On July 28, 2016, the Constitutional Court rejected all the petitioners’ claims and upheld the Act.  (2015 Hunma 236, Con. Ct. (July 28, 2016), Constitutional Court website (in Korean).)  The Court ruled that the law does not violate the freedom of action and equal rights guaranteed in the Constitution by including journalists and private school workers within the scope of “public officials.”  (Myo-ja Ser, Constitutional Court Upholds Antigraft Law, KOREA JOONGANG DAILY (July 29, 2016).)

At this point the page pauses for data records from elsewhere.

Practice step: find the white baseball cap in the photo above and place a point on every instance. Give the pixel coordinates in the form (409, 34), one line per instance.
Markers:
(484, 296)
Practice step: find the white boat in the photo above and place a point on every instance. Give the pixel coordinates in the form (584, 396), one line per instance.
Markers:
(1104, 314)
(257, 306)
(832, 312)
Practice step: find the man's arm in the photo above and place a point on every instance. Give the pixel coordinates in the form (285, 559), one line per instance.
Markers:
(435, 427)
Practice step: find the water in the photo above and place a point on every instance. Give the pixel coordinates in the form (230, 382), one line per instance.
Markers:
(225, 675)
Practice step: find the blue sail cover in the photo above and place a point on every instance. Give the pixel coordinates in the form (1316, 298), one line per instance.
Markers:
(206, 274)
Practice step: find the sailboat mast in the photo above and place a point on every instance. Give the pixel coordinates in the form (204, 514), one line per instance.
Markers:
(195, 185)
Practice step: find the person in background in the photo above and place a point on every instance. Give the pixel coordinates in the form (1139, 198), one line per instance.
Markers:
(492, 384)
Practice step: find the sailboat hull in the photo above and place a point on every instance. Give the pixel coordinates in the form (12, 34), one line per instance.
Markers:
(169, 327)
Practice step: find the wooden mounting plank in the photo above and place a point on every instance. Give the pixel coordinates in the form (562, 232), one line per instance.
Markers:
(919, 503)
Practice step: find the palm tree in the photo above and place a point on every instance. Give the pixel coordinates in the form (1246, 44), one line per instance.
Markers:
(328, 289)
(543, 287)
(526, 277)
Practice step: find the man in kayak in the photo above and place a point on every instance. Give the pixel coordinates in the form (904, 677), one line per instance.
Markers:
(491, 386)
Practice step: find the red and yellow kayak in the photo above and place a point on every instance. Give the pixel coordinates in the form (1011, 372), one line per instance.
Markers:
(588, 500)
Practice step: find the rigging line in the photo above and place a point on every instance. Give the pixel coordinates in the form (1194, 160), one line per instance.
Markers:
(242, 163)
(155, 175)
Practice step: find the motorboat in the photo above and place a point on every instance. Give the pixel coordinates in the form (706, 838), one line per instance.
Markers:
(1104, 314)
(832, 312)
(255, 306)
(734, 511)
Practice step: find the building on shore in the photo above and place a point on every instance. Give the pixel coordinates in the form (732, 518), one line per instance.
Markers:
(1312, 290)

The Act is scheduled to come into force on September 28, 2016.  On May 13, 2016, the Anti-Corruption and Civil Rights Commission (ACRC) announced that it had drawn up a draft Enforcement Decree for the Improper Solicitation and Graft Act that stipulates detailed guidelines for the Act.  (What’s New: ACRC Announces Draft Enforcement Decree of the Improper Solicitation and Graft Act, ACRC (May 13, 2016).)  The Act states that the limits on the value of food and drink, gifts, or other items that may legally be offered to facilitate the performance of duties or to fulfill social obligations, rituals, or celebrations and funerals would be determined by decree.  The draft Decree stated that the acceptable limits were KRW30,000 (about US$27) for food, KRW50,000 (about US$45) for gifts, and KRW100,000 (about US$90) for Celebrations and funerals.  (Id.)

The enforcement of the Act “is expected to bring major changes to Korean society where gifts and expensive meals still constitute vital elements of business.”  (Min-ho Jung & Ha-young Choi, Korea Faces Major Changes on Anti-Graft Law, KOREA TIMES (July 30, 2016).)